We're living in a day and age where cellphones have practically demolished solitude – not matter where you go, be it Mt. Vernon, the Amazon or a walk in the dead of night, there is always someone to talk to (if they answer your call, that is). Not only that but one's ability to be present with the people around him has become consistently harder as the cellphone vies for his attention – and usually wins. Hence, to hear about a restaurant that offers a 10% discount to families of four and more, who put their phones away while eating, is truly refreshing, “This is family charging time; leave your phone in the basket.” Not only did most of Sara's Corner Cafe patrons say that the experience was much easier than they anticipated but some even forfeited the aforementioned discount. “'It's great,' said Susan Deboer. 'You need more one on one with people. There is too much technology and people don't talk to people anymore. There is no interaction with people, so it [the owner of Sara's Corner's deed) is good.'" 

Shabbot is a mitzvah (commandment) we received from G-d during the Sinai experience. Unlike the above example, Shabbot is about so much more than powering off so we can give our fullest attention to family, friends and neighbors. Observing and greeting the Shabbot is an opportunity to build an intimate relationship with the seventh day itself and essentially, with G-d. Therefore, a lot more is involved than simply turning off the phone and iPad. 
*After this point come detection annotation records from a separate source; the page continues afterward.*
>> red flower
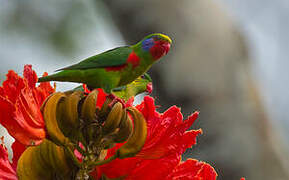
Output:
[0,137,17,180]
[95,96,217,180]
[0,65,55,145]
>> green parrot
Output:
[38,33,172,93]
[112,73,153,101]
[71,73,153,101]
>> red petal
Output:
[3,70,25,103]
[125,154,181,180]
[23,65,37,88]
[0,137,17,180]
[0,65,55,145]
[166,159,217,180]
[137,96,202,159]
[12,140,26,171]
[96,88,107,108]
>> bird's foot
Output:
[107,93,125,108]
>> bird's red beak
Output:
[163,43,171,54]
[146,82,153,94]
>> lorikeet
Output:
[112,73,153,101]
[38,33,172,93]
[71,73,153,101]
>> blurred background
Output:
[0,0,289,180]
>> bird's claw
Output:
[107,94,125,108]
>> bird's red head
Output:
[142,33,172,60]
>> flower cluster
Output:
[0,65,217,180]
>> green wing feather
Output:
[57,46,132,71]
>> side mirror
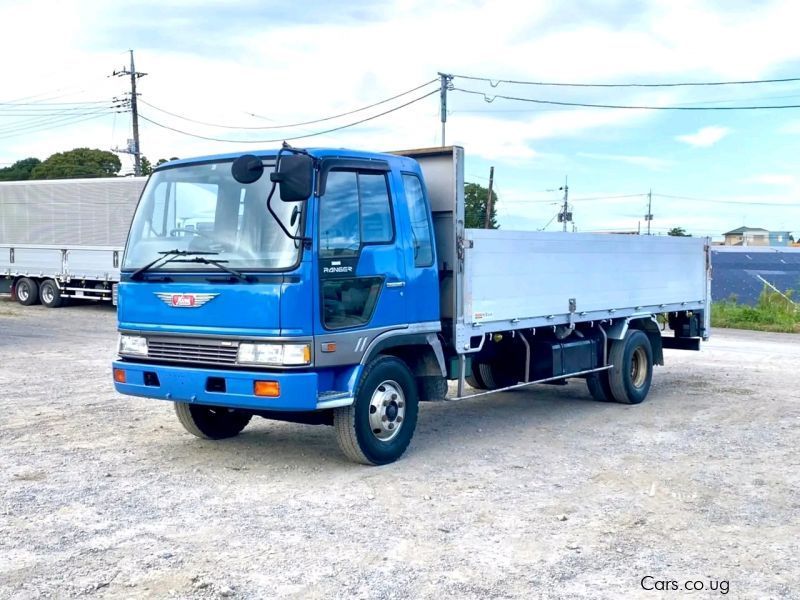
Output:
[231,154,264,183]
[269,154,314,202]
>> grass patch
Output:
[711,287,800,333]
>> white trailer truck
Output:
[0,177,147,308]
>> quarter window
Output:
[403,175,433,267]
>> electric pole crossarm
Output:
[114,50,147,177]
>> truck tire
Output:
[586,371,614,402]
[333,356,419,465]
[473,359,522,390]
[417,376,447,402]
[14,277,39,306]
[608,329,653,404]
[175,402,253,440]
[39,279,63,308]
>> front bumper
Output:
[113,360,353,411]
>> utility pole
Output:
[483,167,494,229]
[558,176,572,232]
[114,50,147,177]
[439,73,453,148]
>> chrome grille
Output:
[147,337,239,365]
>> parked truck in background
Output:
[113,146,710,465]
[0,177,147,308]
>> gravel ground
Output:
[0,299,800,599]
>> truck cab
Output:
[114,149,446,464]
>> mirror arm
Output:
[267,142,316,244]
[267,181,310,242]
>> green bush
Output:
[711,286,800,333]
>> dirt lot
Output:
[0,299,800,599]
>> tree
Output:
[141,156,153,175]
[31,148,122,179]
[0,158,42,181]
[667,227,692,237]
[464,183,500,229]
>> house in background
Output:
[769,231,791,246]
[722,227,772,246]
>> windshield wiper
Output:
[167,252,251,282]
[131,248,219,279]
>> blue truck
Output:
[113,144,710,465]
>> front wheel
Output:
[175,402,253,440]
[608,329,653,404]
[333,356,419,465]
[14,277,39,306]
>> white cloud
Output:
[578,152,674,171]
[675,125,731,148]
[742,173,797,186]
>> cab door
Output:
[317,161,408,338]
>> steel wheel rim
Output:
[369,380,406,442]
[631,346,647,388]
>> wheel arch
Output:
[606,314,664,366]
[361,333,447,377]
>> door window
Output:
[319,171,394,329]
[319,171,394,258]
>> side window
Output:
[403,175,433,267]
[319,171,394,258]
[358,173,394,244]
[319,171,361,258]
[322,277,383,329]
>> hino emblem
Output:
[154,292,219,308]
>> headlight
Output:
[236,344,311,365]
[119,335,147,356]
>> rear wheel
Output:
[586,371,614,402]
[14,277,39,306]
[175,402,252,440]
[333,356,419,465]
[608,329,653,404]
[39,279,63,308]
[473,357,523,390]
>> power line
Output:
[0,111,109,140]
[0,100,108,106]
[139,89,439,144]
[0,109,116,133]
[453,87,800,111]
[452,75,800,88]
[139,78,439,130]
[653,193,800,208]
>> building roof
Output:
[722,225,769,235]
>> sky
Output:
[0,0,800,239]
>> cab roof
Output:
[153,148,411,171]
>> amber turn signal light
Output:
[253,381,281,398]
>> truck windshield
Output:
[122,162,303,271]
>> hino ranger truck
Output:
[113,145,710,465]
[0,177,147,308]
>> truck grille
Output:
[147,337,239,365]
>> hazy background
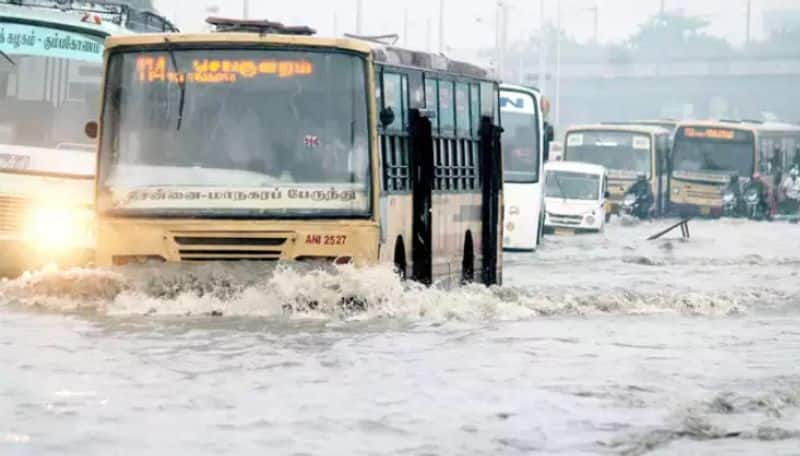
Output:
[145,0,800,131]
[155,0,800,49]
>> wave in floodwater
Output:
[0,264,795,321]
[603,379,800,456]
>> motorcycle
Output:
[778,167,800,222]
[722,176,746,217]
[620,180,653,220]
[742,178,772,220]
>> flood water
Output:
[0,221,800,455]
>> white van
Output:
[500,84,544,251]
[544,161,608,232]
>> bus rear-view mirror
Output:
[83,120,98,139]
[380,106,395,128]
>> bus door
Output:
[409,109,433,285]
[652,135,670,217]
[480,117,503,285]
Rav Shimshon Pinchas, author of Nefesh Shimshon – Shabbos Kodesh, emphasizes this point by mentioning that although other commandments like Passover, mezuzah and the putting on of tefillin (phylacteries) are called mitzvot, Shabbos is called a personality, “We refer to Shabbos as a guest in our home... We are not asking 'What is Shabbos' Rather, we are asking, 'Who is Shabbos?' Who is this Shabbot with whom we are meant to be building a relationship? The author strengthens his point further with a concrete example:

...let us imagine that a busy man's parents are coming to visit him for Shabbos. 'We will arrive on Thursday with the six o'clock train.'...They step off the train only to discover that there is no one waiting for them at the station. They call up their son and he says with a sigh, 'Oh, I forgot!'

So they catch a cab and arrive at their son's home. They remove their bags from the cab and call out, 'Hello, is anyone home?' A reply emanates from somewhere, 'Everyone is very busy right now; just come in, sit down and make yourselves comfortable. We are looking forward to seeing you Friday evening, at the Shabbos meal.'

If you were those parents, would you come back?

One of the many ways in which we can strengthen ties with Shabbot is by showing a barely restrained excitement at her arrival. How do we do that? The Shabbot queen may be a presence but she's not an actual person. 

When you light candles ten minutes earlier than the appointed time, you are the one waiting - and not the other way around. Our great sages add that while lighting Shabbot candles early brings about personal salvation, it also fits with the idea of how Shabbot is meant to be treated. She is a queen, a lady, a spouse, a sister, a friend. Instead of rushing around when she arrives Friday evening, take time to be dressed and ready to give her a royal welcome. Be present.